It is 8:30 a.m. in the village of Matiranga, in the Chittagong Hill Tracts of Bangladesh. School is about to begin and, unlike in years past, the children arriving for their preschool and primary school classes know they will have no trouble understanding what is said in their lessons.
The Hill Tracts, one of the most diverse regions in Bangladesh, is home to roughly 1.5 million people and many different indigenous communities that speak a variety of languages.
- An education programme in Bangladesh has opened 150 multilingual primary schools, enabling more children to access education.
- Bangladesh is on track to achieve 100 percent primary school enrollment by 2015, one component of Millennium Development Goal 2.
- The Chittagong Hill Tracts region of Bangladesh is home to numerous ethnic communities with their own customs and languages.
Since 2003, UNDP has been working to help the people of the Chittagong Hill Tracts meet their immediate development needs and create long-term opportunities. This effort includes the creation of an education programme aimed at strengthening primary and secondary education in the community.
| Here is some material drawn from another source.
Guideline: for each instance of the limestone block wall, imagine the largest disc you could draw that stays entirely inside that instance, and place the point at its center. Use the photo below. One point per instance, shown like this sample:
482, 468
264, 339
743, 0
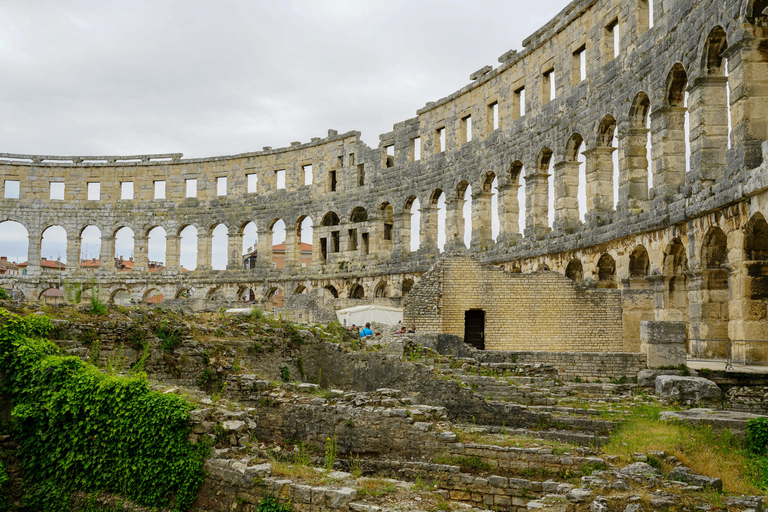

In December 2009, with funding from the European Union, the programme began a new phase that is focusing on making education relevant and accessible to young people. This initiative has resulted in the introduction of multilingual education in 150 schools in the region.
“Children belonging to these ethnic communities are faced with a language barrier, so to overcome that, [UNDP] has introduced mother tongue-based multilingual education, whereby children in preschool get schooling in their own languages,” said Prashanta Tripura, Chief of Service Delivery for UNDP in Bangladesh.
Multilingual education allows teachers to gradually introduce the official language of Bengali, so that towards the end of primary school students can switch completely to the national curriculum, which is taught in Bengali.
This approach is delivering tangible results in a region where low school enrollment and high dropout rates have been a problem for years. The change is being felt by all.
“Now children are improving their learning in their mother languages and this has made them enthusiastic to come to the school regularly,” said Sujita Tripura, a multilingual teacher in Matiranga. “The community here has accepted the new system of education and the children really love the way we teach.”
Multilingual education is providing these young children with the incentive to come to school and to stay there at a time when they are just starting down their educational paths.
Keeping languages alive
Around the world, indigenous peoples contribute greatly to humanity's cultural diversity. They contribute more than two thirds of the world's languages and provide an extraordinary amount of traditional knowledge. Programmes such as the education initiative in the Chittagong Hill Tract community in Bangladesh help keep such languages and traditions alive.
Of the roughly 7,000 languages that exist today, it is estimated that more than 4,000 are spoken by indigenous peoples. Language specialists predict that up to 90 percent of the world’s languages are likely to become extinct, or threatened with extinction, by the end of the century.